Bloom Like Papa
Death and dying is universal. We have all either lost someone close to us or will be touched by that eventuality. Knowing this does not ease the suffering, but it is a reminder that, whatever our differences, we are all flowers in the same garden. We grow, blossom, fade and die, regardless of race or religion, creed or country of origin. And if we’ve lived well there are those whose lives are improved because we existed.
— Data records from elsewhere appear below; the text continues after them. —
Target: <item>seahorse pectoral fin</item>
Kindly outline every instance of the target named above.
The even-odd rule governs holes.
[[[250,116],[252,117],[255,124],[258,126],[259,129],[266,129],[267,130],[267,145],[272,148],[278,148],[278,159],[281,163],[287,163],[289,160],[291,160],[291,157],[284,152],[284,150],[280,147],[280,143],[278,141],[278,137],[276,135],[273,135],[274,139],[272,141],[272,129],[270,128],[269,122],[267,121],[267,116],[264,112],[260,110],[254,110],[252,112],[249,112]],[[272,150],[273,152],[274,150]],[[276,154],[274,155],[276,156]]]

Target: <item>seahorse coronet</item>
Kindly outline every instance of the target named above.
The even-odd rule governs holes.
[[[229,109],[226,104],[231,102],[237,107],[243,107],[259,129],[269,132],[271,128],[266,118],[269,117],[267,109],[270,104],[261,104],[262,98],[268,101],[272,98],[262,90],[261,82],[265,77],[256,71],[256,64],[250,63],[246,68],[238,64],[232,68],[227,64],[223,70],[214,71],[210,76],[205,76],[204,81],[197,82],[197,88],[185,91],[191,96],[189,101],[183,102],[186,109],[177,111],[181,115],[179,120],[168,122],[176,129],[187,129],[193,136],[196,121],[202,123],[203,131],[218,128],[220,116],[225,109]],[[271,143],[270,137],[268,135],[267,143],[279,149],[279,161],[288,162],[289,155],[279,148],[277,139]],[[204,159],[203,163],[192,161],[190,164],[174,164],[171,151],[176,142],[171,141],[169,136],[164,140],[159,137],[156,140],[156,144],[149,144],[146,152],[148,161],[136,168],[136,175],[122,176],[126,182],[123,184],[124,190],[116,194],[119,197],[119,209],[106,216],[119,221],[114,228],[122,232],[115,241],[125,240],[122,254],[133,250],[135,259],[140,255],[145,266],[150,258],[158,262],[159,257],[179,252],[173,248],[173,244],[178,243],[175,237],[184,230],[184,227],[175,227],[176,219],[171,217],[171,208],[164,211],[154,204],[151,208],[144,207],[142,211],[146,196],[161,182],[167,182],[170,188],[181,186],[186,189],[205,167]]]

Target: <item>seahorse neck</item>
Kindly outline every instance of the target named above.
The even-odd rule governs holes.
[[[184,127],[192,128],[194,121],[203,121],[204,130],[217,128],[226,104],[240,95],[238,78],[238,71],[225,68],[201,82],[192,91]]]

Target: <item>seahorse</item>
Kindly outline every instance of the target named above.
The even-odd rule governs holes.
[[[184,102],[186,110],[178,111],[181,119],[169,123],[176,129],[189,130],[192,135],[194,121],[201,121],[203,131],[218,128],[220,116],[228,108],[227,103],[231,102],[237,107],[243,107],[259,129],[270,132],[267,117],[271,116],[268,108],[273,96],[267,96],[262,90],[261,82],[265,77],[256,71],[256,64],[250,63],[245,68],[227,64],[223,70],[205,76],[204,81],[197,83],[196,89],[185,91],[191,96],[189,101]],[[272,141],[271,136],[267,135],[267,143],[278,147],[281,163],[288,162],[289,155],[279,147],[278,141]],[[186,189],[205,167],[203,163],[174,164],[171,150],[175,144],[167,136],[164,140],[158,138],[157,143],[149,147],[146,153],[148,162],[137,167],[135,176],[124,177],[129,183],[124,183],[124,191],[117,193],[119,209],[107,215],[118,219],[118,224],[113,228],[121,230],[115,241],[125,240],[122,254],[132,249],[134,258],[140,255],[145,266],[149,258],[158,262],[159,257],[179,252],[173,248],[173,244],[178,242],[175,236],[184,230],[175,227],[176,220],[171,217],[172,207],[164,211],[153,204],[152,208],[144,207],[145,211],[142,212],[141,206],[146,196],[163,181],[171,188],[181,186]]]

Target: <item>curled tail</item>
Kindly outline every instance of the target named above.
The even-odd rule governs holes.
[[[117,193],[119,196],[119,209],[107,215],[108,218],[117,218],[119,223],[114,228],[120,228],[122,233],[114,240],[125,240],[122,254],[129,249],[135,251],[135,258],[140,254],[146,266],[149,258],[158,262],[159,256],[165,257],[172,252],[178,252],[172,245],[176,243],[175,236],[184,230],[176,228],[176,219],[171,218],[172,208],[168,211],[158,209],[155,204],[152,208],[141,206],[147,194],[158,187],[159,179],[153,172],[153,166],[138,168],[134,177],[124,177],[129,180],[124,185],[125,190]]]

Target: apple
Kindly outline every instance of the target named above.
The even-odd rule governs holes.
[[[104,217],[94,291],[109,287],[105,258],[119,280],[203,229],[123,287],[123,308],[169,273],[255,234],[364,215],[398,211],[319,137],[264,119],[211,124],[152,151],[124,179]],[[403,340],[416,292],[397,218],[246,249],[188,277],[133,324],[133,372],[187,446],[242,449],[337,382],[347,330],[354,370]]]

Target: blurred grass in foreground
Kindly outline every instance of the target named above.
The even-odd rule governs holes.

Papa was such a person. He impacted everyone he met with his extreme intelligence, innate kindness and warm generosity. During his years as a college student in New York he worked as an usher at the Metropolitan Opera where he developed his lifelong love of opera and classical music. After earning his medical degree from Georgetown he worked as a country doctor in rural West Virginia, carting his black medical bag through the hills and hollers on foot. Later he joined the U.S. Navy, transitioning to the newly formed U.S. Air Force near the end of WWII when his talents as a physician and administrator were needed. He earned his Masters degree in public health from Harvard and served as hospital commander on the bases where he was stationed, volunteered to serve as flight surgeon on bombing runs during the Viet Nam war, made policy as chief of aerospace medicine, and acted as an Air Force liaison to the CIA. He served the USA proudly for over 20 years and retired a full colonel.
He often said he would serve his country again, in a heartbeat, if only he could pass the physical.
In spite of all Papa’s accomplishments, what those of us who love him remember the most is his great sense of humor and insights, his funny stories, full-of-life personality and kind heart. Life without him is . . . different; our “normal” is forever changed. So how do we find our “new normal?”
Our old normal was a family orchard that included Papa’s life energy flowing through it. Learning to live without his heartbeat nourishing our space is a challenge. We’re doing okay in baby steps, feeling our way, learning to bloom again.
In honor of Papa and those like him, I pray that we all blossom, each and every one of us, with glorious colors that paint the landscapes of our existence with broad strokes of kindness, humor, courage and honest compassion that remain vibrant and relevant, even after we’re gone.